We map what sits around a field before we fly: orchards and grapes, organic ground, bee yards, open water and ditches. We hold the buffers the label and good sense call for and pick conditions that keep everything on target.
The aircraft runs GPS guidance so passes line up edge to edge with no skips and no heavy overlap. That means even coverage across the whole field and no doubled-up product along the wheel tracks or the headlands.
Every job gets logged: the field, the product and rate, the date and the conditions we flew in. You get a clean record of exactly what went on your ground, which matters for your own books and for anyone who asks.
Before we fly we walk the map. We note the power lines, the trees and the odd corners, and we mark the sensitive neighbors, the organic ground, the bee yards and the water that need a buffer.
We match droplet size, nozzles, pressure and boom position to what is going on and the rate it calls for. The setup for a light burndown is not the setup for a fungicide at flag-leaf, and we build the load accordingly.
When the wind and the inversion are fit, we load up and fly the swaths on GPS lines, 6 to 10 feet off the deck. If the air will not let us fly it clean, we hold or move to another field and come back.
We record the field, the product and rate, and the conditions we flew, then call to tell you it is on and finished. You get accurate coverage and a straight record of what went down.
Every acre we fly gets the low-drift treatment, but it matters most when the margin for error is thin. Fields hemmed in by grapes, orchards or organic ground, ground that butts up against a bee yard or open water, and any job flown when the wind is marginal all call for a careful hand and often a tighter buffer.
The clock matters too. Fungicide at flag-leaf and heading, a burndown ahead of planting, an insecticide on aphids as they move in: these all live in short windows, and the pressure to get the acres covered is exactly when drift discipline slips on a lot of operations. It does not slip here. We would rather fly one field right than three fields fast.
Flown when the window opens
Flown low with the droplet set right, the load lands where you paid to put it. That is better coverage on your acres and less of your chemical drifting off to feed the ditch or the neighbor.
Most drift trouble is really a fence-line problem. Holding buffers and knowing what is planted next door keeps product off sensitive crops, organic ground, bees and water, and keeps you out of a fight you do not need.
We have flown this country since 1994. We know which draws hold an inversion, how the wind runs off a given slope and what sits over the property line, and that local read is what keeps a job clean.
Every job is logged with the product, rate, date and conditions. That is stewardship you can point to and paperwork that holds up if anyone ever asks what went on your field.

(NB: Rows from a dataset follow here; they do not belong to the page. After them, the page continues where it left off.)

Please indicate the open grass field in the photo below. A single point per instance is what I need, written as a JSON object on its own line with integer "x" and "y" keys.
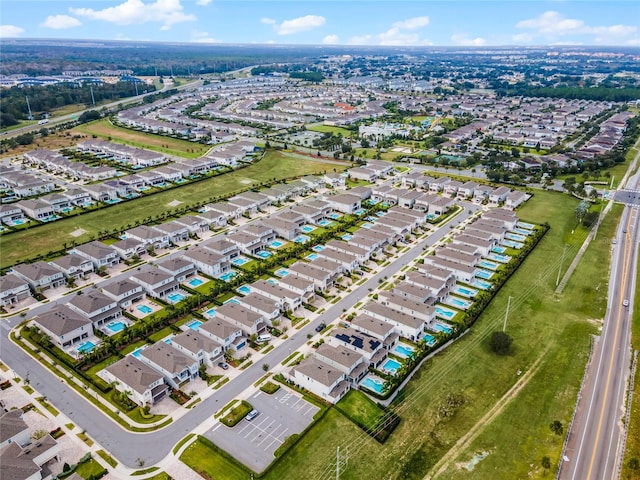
{"x": 25, "y": 244}
{"x": 554, "y": 330}
{"x": 327, "y": 128}
{"x": 173, "y": 146}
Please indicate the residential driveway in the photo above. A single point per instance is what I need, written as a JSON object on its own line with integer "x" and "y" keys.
{"x": 254, "y": 442}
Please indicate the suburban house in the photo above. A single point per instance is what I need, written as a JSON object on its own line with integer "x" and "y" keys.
{"x": 180, "y": 268}
{"x": 328, "y": 382}
{"x": 13, "y": 289}
{"x": 206, "y": 261}
{"x": 39, "y": 275}
{"x": 73, "y": 267}
{"x": 126, "y": 292}
{"x": 176, "y": 367}
{"x": 64, "y": 326}
{"x": 155, "y": 282}
{"x": 142, "y": 384}
{"x": 222, "y": 332}
{"x": 198, "y": 346}
{"x": 96, "y": 306}
{"x": 249, "y": 321}
{"x": 102, "y": 256}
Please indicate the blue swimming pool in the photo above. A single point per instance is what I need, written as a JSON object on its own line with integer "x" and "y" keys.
{"x": 176, "y": 297}
{"x": 499, "y": 258}
{"x": 458, "y": 302}
{"x": 403, "y": 350}
{"x": 465, "y": 292}
{"x": 445, "y": 312}
{"x": 484, "y": 274}
{"x": 116, "y": 326}
{"x": 430, "y": 339}
{"x": 512, "y": 244}
{"x": 195, "y": 324}
{"x": 85, "y": 347}
{"x": 516, "y": 237}
{"x": 488, "y": 264}
{"x": 144, "y": 309}
{"x": 441, "y": 327}
{"x": 228, "y": 276}
{"x": 373, "y": 384}
{"x": 391, "y": 366}
{"x": 239, "y": 261}
{"x": 481, "y": 284}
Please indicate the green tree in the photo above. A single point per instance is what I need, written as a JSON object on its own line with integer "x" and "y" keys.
{"x": 500, "y": 343}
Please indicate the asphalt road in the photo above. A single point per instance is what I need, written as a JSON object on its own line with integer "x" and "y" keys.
{"x": 154, "y": 446}
{"x": 595, "y": 442}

Three things do most of it. We fly low, 6 to 10 feet off the deck, so the product has no distance to wander. We set the droplet size coarse enough that it falls out of the air instead of hanging. And we hold buffers around sensitive ground and only fly when the wind and the inversion are fit. If the air is wrong we wait or move to another field.
An inversion is when the air near the ground is cooler than the air above it, which usually happens on calm, clear mornings. It traps fine droplets in a layer that can drift a long way once it lifts and starts to move. Still air is not the same as safe air, so on those mornings we check conditions carefully and sometimes hold off an hour or fly a different field first.
Yes. Every job gets logged with the field, the product and rate, the date and the conditions we flew in. You get a clean record of exactly what went on your ground for your own books and for anyone who needs to see it.
We map that ground before we ever fly. Bee yards, organic acres, orchards and grapes, ditches and open water all get a buffer, and we pick the wind and conditions that keep product on target. Knowing what sits around a field ahead of time is how most drift problems get avoided before they start.